Lantas di mana lagi ketidaklazimannya (kalau memang mau disebut sebagai ketidaklaziman)?
Ketidaklazimannya ada pada kepemilihan lahan SW itu sendiri. Kenapa harus lahan SW. Kalau memang Ahok menganggap keberadaan rumah sakit kanker sangat dibutuhkan oleh warga DKI, bukankah DKI DKI baru memiliki RSUD Pasar Minggu yang dibangun pada masa Jokowi dan juga baru disahkan oleh Ahok pada Desember 2015 lalu. Selain cukup luas, RS itu pun memiliki fasilitas untuk kanker.
Okelah, katakan Ahok menilai RSUD Pasar Minggu masih kurang memadai dan membutuhkan rumah sakit baru. Tapi, kenapa harus di lahan SW, bukankah Dinkes DKI memiliki lahan di Sunter yang bisa dibangun RS kanker.

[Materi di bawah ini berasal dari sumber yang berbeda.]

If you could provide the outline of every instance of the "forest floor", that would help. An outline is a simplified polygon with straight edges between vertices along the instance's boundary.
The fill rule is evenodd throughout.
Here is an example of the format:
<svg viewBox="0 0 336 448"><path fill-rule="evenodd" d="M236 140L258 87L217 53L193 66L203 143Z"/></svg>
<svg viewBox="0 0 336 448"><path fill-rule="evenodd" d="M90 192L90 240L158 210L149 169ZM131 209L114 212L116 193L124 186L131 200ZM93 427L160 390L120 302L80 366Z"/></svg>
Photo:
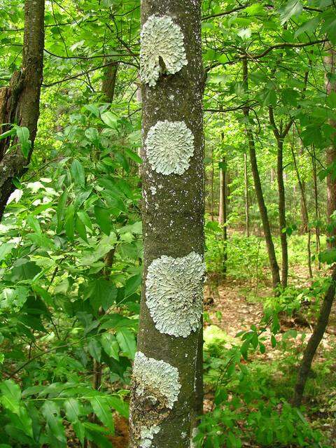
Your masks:
<svg viewBox="0 0 336 448"><path fill-rule="evenodd" d="M295 267L293 270L292 284L297 286L307 286L309 281L307 281L307 272L304 267ZM237 342L235 336L237 333L242 330L248 330L251 325L260 323L263 314L262 302L264 298L272 295L271 288L267 287L261 283L258 288L255 285L250 288L246 288L246 281L238 281L232 279L223 280L218 278L211 278L208 281L208 288L204 294L204 308L206 319L204 324L204 340L206 341L212 337L220 340L225 348L230 348L231 343ZM322 344L318 349L315 358L315 369L318 372L320 367L324 366L326 361L328 368L331 370L331 377L333 381L336 380L336 359L333 358L333 363L330 362L328 354L331 354L333 350L333 356L336 353L336 307L333 310L331 316L331 325L329 326L328 332L326 333ZM312 334L312 326L308 322L301 322L294 319L288 318L281 322L281 333L289 329L295 329L298 335L304 332L306 339L309 338ZM266 333L267 334L267 333ZM281 337L281 335L279 336ZM255 353L252 354L249 359L250 363L258 363L258 365L265 367L266 374L272 374L272 372L276 372L276 382L279 382L279 393L288 394L288 400L290 400L291 393L290 387L294 384L296 376L296 370L290 372L290 366L286 371L281 368L278 368L278 363L281 364L281 359L290 357L298 359L298 351L301 350L302 342L300 338L298 337L295 340L292 341L291 345L288 351L285 352L283 349L274 349L270 343L270 337L265 341L266 351L265 354ZM279 364L279 365L280 365ZM283 367L283 366L282 366ZM291 366L293 368L293 365ZM268 369L270 368L270 370ZM279 371L278 371L279 370ZM330 395L330 390L328 384L323 384L323 378L326 377L326 370L322 368L321 372L322 384L319 382L318 378L311 379L311 384L309 388L309 393L315 390L316 393L306 398L304 405L307 409L305 417L312 424L314 428L317 428L326 435L328 443L332 448L336 448L336 393L335 388ZM287 381L286 375L290 375L291 379ZM323 377L324 375L324 377ZM279 381L278 381L279 380ZM290 384L288 391L288 383ZM334 383L335 384L335 383ZM286 386L284 386L286 384ZM281 390L281 388L284 390ZM205 385L205 400L204 412L210 410L213 403L213 391L211 386ZM288 395L289 393L289 395ZM331 397L331 399L330 399ZM115 434L111 438L114 448L127 448L128 445L128 427L127 422L123 418L116 417L115 419ZM72 438L69 438L71 439ZM244 448L259 448L260 445L251 444L251 442L245 442L243 444ZM69 442L68 447L80 447L79 442L77 444L76 438ZM224 448L224 447L223 447ZM286 447L286 448L295 448L294 445Z"/></svg>
<svg viewBox="0 0 336 448"><path fill-rule="evenodd" d="M295 266L292 270L290 284L300 287L309 285L307 280L307 269L302 266ZM263 315L263 299L272 295L272 289L265 284L246 288L245 281L228 279L218 280L209 279L209 286L206 291L204 302L205 312L209 315L204 326L204 340L220 339L223 337L223 346L230 348L232 342L237 342L236 335L243 330L248 330L252 325L257 327ZM293 369L293 364L288 365L288 370L284 369L286 357L295 360L297 364L298 354L302 352L302 340L301 335L305 334L307 341L312 332L314 322L302 321L299 318L286 318L281 321L281 335L276 339L281 340L288 330L298 332L298 337L291 340L289 346L284 351L272 347L270 337L266 338L265 344L266 351L253 354L248 363L258 363L258 366L264 365L266 374L274 377L274 384L278 383L279 391L283 393L288 401L290 400L293 386L295 384L297 370ZM267 331L266 335L270 336ZM314 358L313 365L314 379L309 380L309 384L306 388L306 396L303 405L306 409L305 418L312 426L323 433L328 443L336 448L336 391L331 387L329 381L323 383L326 374L329 374L331 384L336 384L336 304L330 316L327 332L320 344ZM279 371L274 374L274 366L279 367ZM268 366L268 367L267 367ZM294 366L294 367L296 367ZM291 371L290 371L291 370ZM315 372L317 372L316 374ZM319 374L321 373L321 377ZM323 377L324 375L324 377ZM287 378L286 377L288 377ZM282 389L282 390L281 390ZM288 395L289 394L289 395ZM204 412L211 410L213 402L213 391L206 391L204 400ZM243 442L244 448L259 448L261 445ZM276 445L277 446L277 445ZM295 445L286 447L295 448Z"/></svg>

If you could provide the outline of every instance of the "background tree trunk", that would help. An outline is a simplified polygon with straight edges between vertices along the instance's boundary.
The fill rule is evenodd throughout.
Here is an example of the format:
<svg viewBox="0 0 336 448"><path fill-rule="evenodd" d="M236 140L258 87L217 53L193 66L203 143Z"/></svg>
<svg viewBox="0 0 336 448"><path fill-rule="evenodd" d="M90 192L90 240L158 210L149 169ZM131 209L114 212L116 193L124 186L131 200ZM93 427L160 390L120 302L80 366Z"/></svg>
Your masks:
<svg viewBox="0 0 336 448"><path fill-rule="evenodd" d="M243 59L243 76L245 90L248 92L248 70L247 60ZM271 267L272 279L273 288L276 288L281 284L280 274L279 272L279 265L276 261L275 254L274 245L272 238L271 226L268 219L267 209L265 203L264 195L261 186L260 176L259 176L259 170L258 169L257 156L255 153L255 145L254 143L253 133L249 122L249 108L244 108L244 115L245 116L245 130L248 142L248 149L250 153L251 169L254 181L254 188L255 189L255 195L257 196L258 204L259 206L259 212L262 222L262 228L264 230L265 239L266 241L266 246L267 249L268 258L270 260L270 265Z"/></svg>
<svg viewBox="0 0 336 448"><path fill-rule="evenodd" d="M5 153L11 144L17 143L16 139L4 139L0 144L0 219L15 189L13 179L24 173L33 151L39 115L43 46L44 0L26 0L22 64L20 71L13 74L10 87L1 90L0 118L1 122L27 127L31 145L26 158L19 146ZM6 127L1 130L2 132L6 130Z"/></svg>
<svg viewBox="0 0 336 448"><path fill-rule="evenodd" d="M160 39L165 38L167 29L178 25L188 63L175 74L160 74L152 87L143 84L144 270L138 351L132 375L130 447L141 446L144 438L158 448L189 448L195 408L204 274L201 1L143 0L141 6L141 51L146 51L144 30L148 19L153 24L163 18L170 24L163 31L160 29ZM176 50L181 50L181 46ZM164 70L164 57L161 59L161 69ZM160 151L164 141L158 131L158 146L153 149L148 140L158 129L156 127L171 125L186 126L191 132L193 153L188 169L163 174L150 158L148 148ZM172 139L169 141L167 149L170 153L176 149L175 158L176 154L179 158L179 148L172 145ZM163 153L162 156L158 160L164 170L166 158ZM156 295L158 288L161 290ZM153 298L157 299L155 305ZM190 327L192 316L195 321ZM183 335L176 322L182 323Z"/></svg>
<svg viewBox="0 0 336 448"><path fill-rule="evenodd" d="M301 405L304 387L312 368L312 363L313 362L314 356L321 341L322 340L328 326L331 308L335 298L335 281L336 267L334 267L331 277L331 283L322 303L318 320L303 353L303 358L301 361L301 365L298 374L298 380L294 393L294 406L298 407Z"/></svg>
<svg viewBox="0 0 336 448"><path fill-rule="evenodd" d="M336 51L332 47L329 50L329 54L325 58L325 64L327 69L326 74L326 90L327 95L332 92L336 92L336 81L330 78L330 75L335 75L336 71ZM336 121L330 120L330 125L336 129ZM327 166L336 162L336 146L330 145L327 149L326 155ZM335 169L334 169L335 170ZM328 242L328 247L336 247L336 220L330 218L331 215L336 210L336 178L333 173L327 176L327 220L330 225L333 226L329 231L330 239Z"/></svg>
<svg viewBox="0 0 336 448"><path fill-rule="evenodd" d="M247 237L250 236L250 204L248 200L248 173L247 171L247 154L244 154L244 178L245 199L245 232Z"/></svg>
<svg viewBox="0 0 336 448"><path fill-rule="evenodd" d="M222 134L222 140L223 134ZM226 158L223 156L220 159L221 167L219 171L220 178L220 196L219 196L219 223L223 226L223 260L222 260L222 272L224 275L226 274L227 261L227 225L226 221L227 220L227 171L226 171Z"/></svg>
<svg viewBox="0 0 336 448"><path fill-rule="evenodd" d="M111 62L104 70L104 79L102 83L102 91L109 103L113 101L115 83L117 80L118 62Z"/></svg>
<svg viewBox="0 0 336 448"><path fill-rule="evenodd" d="M281 286L287 286L288 278L288 248L287 245L287 227L286 220L286 200L285 186L284 183L284 141L279 139L277 141L277 181L279 191L279 230L280 232L280 240L281 244Z"/></svg>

Dan, kalau pun pembangunan RS Kanker sangat mendesak, Pemprov DKI baru bisa menggunakan lahan SW pada Mei 2018 atau 3,5 tahun setelah proses pelepasan hak. Sebagai catatan, menurut Direktur Umum Rumah Sakit Sumber Waras Abraham Tedjanegara, perjanjian antara pengelola rumah sakit dan Pemerintah Provinsi DKI Jakarta bukan akta jual-beli tetapi pengalihan hak atau pelepasan hak.
Jadi, terlihat jelas ada kengototan Ahok untuk memilih lahan SW. Kengototan Ahok ini lebih dipertegas jika memperhatikan Kepala Dinas Kesehatan DKI (saat itu), Dien Ermawati. Dien mengungkapkan kalau institusinya tidak merekomendasikan pembelian lahan SW. Â
Selain kengototan, Ahok juga terlihat terburu-buru dalam proses pengalihan hak lahan SW. Hal ini terlihat dari dikirimnya email oleh Ahok kepada Kemendagri hanya berselang satu hari setelah RAPBD-P 2014 disahkan pada 13 Agustus 2014.. Isi emailnya berupa keinginan Ahok untuk merubah nomenklatur pembelian lahan SW yang sebelumnya tidak ada pembahasan untuk membeli lahan SW pada APBD Perubahan 2014.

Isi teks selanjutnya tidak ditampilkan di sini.